Ridgeway eventually moved to Eagle, Idaho to retire with his wife but couldn’t stay out of politics for long. He served on Eagle City Council from 2014-2016 and as Eagle Mayor from 2016-2020.
“I was a really hands-on mayor who corrected many, many things that were inappropriate in the city. Updating purchasing policies and just making sure that things run right. My master’s degree is in rehabilitation management.”
Ridgeway says he is running for Ada County Commissioner because he believes the current commission doesn’t listen to their constituents.

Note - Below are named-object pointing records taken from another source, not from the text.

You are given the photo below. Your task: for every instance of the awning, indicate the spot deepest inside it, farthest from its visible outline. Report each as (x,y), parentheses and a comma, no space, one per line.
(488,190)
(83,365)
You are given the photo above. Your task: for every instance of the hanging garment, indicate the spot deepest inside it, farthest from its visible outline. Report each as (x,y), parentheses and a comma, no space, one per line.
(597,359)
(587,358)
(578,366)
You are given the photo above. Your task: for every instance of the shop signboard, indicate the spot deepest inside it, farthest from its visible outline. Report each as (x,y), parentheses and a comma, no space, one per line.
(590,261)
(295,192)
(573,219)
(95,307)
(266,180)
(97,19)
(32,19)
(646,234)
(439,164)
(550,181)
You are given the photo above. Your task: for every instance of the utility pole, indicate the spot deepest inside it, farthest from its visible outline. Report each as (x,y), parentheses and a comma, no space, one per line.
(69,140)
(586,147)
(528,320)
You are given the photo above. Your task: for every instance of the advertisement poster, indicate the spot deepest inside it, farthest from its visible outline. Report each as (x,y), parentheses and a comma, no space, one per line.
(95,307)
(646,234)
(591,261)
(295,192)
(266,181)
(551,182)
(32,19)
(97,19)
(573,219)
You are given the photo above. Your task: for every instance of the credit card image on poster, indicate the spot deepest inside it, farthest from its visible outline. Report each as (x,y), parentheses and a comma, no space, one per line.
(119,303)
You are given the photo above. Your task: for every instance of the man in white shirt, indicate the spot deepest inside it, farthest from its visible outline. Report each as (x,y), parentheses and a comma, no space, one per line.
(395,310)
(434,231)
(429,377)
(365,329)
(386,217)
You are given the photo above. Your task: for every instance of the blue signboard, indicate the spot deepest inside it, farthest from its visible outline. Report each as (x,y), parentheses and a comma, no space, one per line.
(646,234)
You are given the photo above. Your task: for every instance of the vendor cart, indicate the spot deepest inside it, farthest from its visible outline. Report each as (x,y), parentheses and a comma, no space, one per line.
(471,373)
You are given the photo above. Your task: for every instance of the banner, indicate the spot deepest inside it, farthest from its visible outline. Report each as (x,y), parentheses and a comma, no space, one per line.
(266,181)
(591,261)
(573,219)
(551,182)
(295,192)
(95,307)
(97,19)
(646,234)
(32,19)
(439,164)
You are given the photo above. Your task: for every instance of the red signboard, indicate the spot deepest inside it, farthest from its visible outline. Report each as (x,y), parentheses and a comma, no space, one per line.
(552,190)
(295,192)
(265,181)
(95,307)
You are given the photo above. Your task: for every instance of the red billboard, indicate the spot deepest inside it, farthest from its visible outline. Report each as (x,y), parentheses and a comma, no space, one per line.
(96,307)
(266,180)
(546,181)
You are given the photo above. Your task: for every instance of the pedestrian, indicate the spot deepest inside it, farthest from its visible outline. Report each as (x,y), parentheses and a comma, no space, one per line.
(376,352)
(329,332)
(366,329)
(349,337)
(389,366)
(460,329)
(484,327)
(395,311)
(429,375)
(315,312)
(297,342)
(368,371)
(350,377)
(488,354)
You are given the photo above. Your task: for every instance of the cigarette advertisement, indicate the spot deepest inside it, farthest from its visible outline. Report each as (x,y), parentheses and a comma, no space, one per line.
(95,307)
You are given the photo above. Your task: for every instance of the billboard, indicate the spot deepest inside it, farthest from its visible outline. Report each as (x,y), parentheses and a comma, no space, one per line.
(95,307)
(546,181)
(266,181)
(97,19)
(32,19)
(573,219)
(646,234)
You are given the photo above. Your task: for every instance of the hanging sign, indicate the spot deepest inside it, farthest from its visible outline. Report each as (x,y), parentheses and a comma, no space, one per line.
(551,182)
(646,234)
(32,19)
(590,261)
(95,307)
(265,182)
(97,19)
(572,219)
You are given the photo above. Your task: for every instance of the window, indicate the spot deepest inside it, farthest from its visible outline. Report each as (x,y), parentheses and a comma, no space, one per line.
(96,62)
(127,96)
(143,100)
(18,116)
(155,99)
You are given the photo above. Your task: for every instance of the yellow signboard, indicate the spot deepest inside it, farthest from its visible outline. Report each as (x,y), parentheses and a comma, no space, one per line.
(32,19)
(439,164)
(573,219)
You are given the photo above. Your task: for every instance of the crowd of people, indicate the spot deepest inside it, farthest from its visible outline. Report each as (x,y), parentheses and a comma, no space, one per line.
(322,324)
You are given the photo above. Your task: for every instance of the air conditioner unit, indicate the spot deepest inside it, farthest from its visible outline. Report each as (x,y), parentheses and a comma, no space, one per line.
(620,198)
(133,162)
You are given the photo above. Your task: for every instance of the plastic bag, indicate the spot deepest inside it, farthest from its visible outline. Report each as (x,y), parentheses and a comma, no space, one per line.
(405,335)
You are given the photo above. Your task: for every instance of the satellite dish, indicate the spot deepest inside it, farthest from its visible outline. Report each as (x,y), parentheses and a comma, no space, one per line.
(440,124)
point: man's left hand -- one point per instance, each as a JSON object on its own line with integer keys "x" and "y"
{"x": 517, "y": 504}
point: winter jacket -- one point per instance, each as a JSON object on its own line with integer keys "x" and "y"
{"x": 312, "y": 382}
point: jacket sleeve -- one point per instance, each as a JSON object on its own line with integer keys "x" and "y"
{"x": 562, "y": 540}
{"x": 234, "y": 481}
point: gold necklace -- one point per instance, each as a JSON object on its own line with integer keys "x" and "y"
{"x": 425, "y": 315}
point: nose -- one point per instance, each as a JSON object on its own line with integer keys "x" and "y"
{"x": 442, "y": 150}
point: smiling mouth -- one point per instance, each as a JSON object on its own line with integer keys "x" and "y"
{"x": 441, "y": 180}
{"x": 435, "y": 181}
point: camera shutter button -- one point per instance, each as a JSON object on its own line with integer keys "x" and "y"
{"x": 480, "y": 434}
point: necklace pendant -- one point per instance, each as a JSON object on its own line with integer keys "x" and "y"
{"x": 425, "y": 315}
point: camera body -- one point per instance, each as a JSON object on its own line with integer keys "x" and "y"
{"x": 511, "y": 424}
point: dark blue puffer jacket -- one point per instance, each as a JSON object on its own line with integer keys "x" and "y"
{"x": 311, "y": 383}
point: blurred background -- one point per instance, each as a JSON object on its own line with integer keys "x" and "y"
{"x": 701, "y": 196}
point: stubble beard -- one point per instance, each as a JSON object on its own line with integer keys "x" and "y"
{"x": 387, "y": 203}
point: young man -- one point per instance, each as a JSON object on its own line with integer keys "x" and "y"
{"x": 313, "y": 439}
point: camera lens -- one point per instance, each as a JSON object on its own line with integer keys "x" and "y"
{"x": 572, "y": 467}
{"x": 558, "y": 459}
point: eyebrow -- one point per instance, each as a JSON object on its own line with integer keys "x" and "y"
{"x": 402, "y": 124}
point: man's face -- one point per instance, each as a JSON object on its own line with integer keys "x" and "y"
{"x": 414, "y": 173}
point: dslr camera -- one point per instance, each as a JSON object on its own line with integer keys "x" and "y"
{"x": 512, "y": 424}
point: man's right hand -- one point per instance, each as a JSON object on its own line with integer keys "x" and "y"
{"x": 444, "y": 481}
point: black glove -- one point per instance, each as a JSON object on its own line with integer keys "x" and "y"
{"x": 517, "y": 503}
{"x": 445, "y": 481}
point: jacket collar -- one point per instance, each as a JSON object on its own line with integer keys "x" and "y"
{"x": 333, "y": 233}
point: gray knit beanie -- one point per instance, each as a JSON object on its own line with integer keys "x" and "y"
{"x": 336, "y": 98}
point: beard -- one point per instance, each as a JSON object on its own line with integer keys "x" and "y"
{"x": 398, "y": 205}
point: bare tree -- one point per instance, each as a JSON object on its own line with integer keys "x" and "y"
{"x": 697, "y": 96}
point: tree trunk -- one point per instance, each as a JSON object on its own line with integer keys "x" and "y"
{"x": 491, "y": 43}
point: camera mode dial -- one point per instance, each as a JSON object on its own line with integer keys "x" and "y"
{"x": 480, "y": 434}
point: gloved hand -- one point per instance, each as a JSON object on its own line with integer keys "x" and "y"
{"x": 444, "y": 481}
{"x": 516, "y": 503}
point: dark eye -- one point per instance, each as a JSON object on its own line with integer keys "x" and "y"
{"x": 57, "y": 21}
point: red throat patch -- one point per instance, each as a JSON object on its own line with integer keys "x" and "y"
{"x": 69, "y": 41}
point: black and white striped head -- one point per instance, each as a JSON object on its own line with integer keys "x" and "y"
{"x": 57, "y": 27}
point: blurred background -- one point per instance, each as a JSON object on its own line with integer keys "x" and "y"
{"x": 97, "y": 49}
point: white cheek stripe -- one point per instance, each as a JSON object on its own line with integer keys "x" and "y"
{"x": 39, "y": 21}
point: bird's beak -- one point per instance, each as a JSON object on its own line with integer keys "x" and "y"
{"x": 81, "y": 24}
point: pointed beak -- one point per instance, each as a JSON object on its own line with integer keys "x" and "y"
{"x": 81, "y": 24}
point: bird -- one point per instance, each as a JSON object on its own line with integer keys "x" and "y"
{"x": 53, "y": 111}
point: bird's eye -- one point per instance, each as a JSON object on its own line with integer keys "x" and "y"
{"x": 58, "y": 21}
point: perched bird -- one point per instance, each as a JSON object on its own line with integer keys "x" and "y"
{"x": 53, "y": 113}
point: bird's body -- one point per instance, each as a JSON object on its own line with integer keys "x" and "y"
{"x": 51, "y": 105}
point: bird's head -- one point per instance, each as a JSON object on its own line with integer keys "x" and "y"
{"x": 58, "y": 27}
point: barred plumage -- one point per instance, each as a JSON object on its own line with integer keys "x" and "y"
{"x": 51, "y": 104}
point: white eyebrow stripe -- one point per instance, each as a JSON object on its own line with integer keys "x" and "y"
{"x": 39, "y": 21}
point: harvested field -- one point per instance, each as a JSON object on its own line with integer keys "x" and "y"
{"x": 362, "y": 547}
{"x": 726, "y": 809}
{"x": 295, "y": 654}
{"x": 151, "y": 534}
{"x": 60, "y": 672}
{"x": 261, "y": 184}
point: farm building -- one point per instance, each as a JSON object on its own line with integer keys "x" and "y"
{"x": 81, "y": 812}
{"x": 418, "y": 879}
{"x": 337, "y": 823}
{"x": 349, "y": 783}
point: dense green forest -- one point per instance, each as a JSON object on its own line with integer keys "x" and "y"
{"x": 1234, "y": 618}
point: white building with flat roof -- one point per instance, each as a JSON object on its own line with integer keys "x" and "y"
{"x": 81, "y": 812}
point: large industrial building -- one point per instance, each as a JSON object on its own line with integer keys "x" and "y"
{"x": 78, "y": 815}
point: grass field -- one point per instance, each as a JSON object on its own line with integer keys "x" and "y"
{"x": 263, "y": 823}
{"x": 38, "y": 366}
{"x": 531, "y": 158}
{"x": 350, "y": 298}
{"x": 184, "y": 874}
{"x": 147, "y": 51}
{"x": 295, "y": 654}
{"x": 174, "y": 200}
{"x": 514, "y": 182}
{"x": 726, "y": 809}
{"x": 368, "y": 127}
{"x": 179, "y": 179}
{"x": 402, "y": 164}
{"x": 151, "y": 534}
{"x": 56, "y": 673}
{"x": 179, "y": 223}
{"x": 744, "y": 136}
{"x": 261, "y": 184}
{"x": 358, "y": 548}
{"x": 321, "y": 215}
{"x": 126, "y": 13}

“There’s a big controversy in the foothills here in Eagle where I live for wine venues and wine tasting rooms and other community gathering places that would change the nature of a community. And residents have been to hearings with the county, and again, those people just felt like they weren’t listened to. It appears that all of those things are going to be approved even though the residents who bought there for a particular reason have been there first. Not once did I hear those commissioners say, why don’t we get these groups together and work out a compromise.”
Ridgeway also says that his opponent didn’t listen to his constituents when he supported the appointment of Dr. Ryan Cole to Central District Health.
“My opponent has said things like we had a lot of support for Dr. Cole. and we didn’t have a lot of opposition against him. Well, they had the entire medical community against him and anyone else that they were listened to.”
Ridgeway maintains that both Dr. Cole and Raul Labrador, whose also on the CDH board, should be removed.
“It became a political decision for those appointments,” Ridgeway said.
If elected, Ridgeway believes his previous elected positions will help him be an effective leader and promises to listen to all of the community.
“I decided that I would run for office because I feel like that people in Ada County need to be listened to and I think I can provide a strong, sensible and thoughtful leadership for the county because I don’t think that’s there at this point.”